I forgot to mention a few more points. 1) fsck -y isn't designed, at least in single pass mode, to ensure the filesystem is completely fixed (see next point), It is designed to make sure that further writes to the fs don't make it worse, among other things.
2) After running fsck, and it reports, "FILE SYSTEM MODIFIED", you must run fsck again to make sure you don't have further errors. When running fsck it must be run, repeatedly until you no longer get the message above. Only then are all the problems with the fs fixed.
3) If you have in the list of messages a note about hard link count being wrong and the count is too few, you *will* cause the deletion of the file, by using the -y fix. This, on a file that would have been totally recoverable had you not chosen the -y option.
4) In the particular case at hand, where there are multiply linked files, you may also wind up rewriting over the top of a good file with information that is not good, hence causing you to lose a file, had you chosen to not clone the file. The opposite is also true.
Lastly, my source for my notes comes from the linux-ext4 mailing list, but what do those guys know anyway?
Jack
Would you mind posting references to the conversations? A lot of this is new information to me, and I've been running ext* file systems for years. Most of the documentation I've found is pretty old.
Matt
On Sun, Sep 5, 2010 at 2:02 AM, Jack quiet_celt@yahoo.com wrote:
I forgot to mention a few more points.
fsck -y isn't designed, at least in single pass mode, to ensure the filesystem is completely fixed (see next point), It is designed to make sure that further writes to the fs don't make it worse, among other things.
After running fsck, and it reports, "FILE SYSTEM MODIFIED", you must run fsck again to make sure you don't have further errors. When running fsck it must be run, repeatedly until you no longer get the message above. Only then are all the problems with the fs fixed.
If you have in the list of messages a note about hard link count being wrong and the count is too few, you *will* cause the deletion of the file, by using the -y fix. This, on a file that would have been totally recoverable had you not chosen the -y option.

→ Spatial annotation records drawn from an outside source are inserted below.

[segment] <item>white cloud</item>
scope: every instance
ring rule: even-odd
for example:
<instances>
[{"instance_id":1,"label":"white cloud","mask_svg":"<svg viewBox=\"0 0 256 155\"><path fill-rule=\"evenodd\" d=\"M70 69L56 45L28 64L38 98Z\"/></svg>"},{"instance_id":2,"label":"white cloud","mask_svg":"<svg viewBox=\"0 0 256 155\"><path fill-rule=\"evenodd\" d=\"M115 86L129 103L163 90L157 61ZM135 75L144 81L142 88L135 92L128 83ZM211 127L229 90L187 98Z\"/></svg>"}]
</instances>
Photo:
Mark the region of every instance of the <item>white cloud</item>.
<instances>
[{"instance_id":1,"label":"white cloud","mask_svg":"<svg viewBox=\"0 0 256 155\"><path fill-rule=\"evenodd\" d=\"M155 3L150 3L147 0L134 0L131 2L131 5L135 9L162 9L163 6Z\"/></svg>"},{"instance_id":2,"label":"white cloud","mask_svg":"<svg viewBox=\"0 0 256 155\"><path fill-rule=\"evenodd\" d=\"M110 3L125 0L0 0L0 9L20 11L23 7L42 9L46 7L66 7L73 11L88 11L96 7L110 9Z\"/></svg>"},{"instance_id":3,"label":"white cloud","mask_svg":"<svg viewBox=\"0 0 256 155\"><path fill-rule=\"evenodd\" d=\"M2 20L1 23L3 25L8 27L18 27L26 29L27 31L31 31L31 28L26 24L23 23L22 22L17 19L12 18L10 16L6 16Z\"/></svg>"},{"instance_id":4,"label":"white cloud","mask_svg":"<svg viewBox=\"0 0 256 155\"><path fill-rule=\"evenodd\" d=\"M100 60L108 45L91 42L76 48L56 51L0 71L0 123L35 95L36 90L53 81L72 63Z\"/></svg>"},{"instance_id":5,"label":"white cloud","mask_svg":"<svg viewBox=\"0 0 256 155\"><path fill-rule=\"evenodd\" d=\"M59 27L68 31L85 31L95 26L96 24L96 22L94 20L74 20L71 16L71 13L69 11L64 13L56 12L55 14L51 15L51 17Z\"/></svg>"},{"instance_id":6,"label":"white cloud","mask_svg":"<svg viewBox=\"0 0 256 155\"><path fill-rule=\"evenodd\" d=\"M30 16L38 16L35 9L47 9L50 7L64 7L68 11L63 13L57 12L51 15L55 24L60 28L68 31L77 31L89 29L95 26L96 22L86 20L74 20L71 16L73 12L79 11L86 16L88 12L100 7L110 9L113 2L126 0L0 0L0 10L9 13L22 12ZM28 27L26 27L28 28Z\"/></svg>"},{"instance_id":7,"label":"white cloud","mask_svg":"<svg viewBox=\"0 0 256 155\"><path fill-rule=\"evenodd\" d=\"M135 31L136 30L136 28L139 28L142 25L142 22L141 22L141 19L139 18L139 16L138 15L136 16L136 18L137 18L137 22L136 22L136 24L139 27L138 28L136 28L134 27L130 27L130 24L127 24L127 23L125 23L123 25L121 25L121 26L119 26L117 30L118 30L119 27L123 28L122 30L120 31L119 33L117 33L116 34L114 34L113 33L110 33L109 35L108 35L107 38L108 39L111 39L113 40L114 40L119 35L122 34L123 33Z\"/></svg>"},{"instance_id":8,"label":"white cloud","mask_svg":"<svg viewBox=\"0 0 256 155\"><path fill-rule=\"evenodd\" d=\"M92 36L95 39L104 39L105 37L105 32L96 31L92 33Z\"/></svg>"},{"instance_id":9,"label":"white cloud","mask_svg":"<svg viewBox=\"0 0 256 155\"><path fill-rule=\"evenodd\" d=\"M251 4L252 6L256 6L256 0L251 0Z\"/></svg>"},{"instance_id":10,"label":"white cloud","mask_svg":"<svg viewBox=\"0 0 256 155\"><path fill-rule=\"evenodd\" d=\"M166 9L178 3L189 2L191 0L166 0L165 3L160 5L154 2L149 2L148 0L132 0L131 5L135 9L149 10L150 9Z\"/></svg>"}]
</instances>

In the particular case at hand, where there are multiply linked files, you may also wind up rewriting over the top of a good file with information that is not good, hence causing you to lose a file, had you chosen to not clone the file. The opposite is also true.
Lastly, my source for my notes comes from the linux-ext4 mailing list, but what do those guys know anyway?
Jack
KCLUG mailing list KCLUG@kclug.org http://kclug.org/mailman/listinfo/kclug
You would have to go to the linux-ext4 mailing list archive and do a search. I'm only stating from notes (copy and pastes w/ source notation, actually) I made of the conversations.
As far as 1 and 2 goes, this should be documented in many places (google). Some filesystem errors can mask other issues and new problems may appear after running a first pass fsck. Generally you want to re-run fsck until it reports no errors. Here's a reference that explinas it quite succintly (look for "was modified"): http://support.apple.com/kb/ts1417
As far as point 3 goes. that should be obvious and easily verified either: with any Linux reference that speaks of hardlinks, or creating a file and making hardlinks to it and testing. When a file is hardlinked, the system keeps track of the number of references to it, once the counter reaches zero the file is released. A hard link creates links, but retains one file. You can delete the original file and the links are still good. A softlink keeps one file and makes links, but if you delete the original file the link points to nothing. So if you have a problem with a multiply hardlinked file where the count is 1 and should be 2 and fsck -y deletes one of the references, the count goes to zero and poof, the file is gone.
Item 4 is more obscure, and I found it out from the ext4 mailing list. THe other information is findable there also.
Furthermore, if you run fsck on a mounted file system, you must cleanly reboot to ensure the changes made take effect. This is widely documented (one source: Running Linux, O'Reilly Books).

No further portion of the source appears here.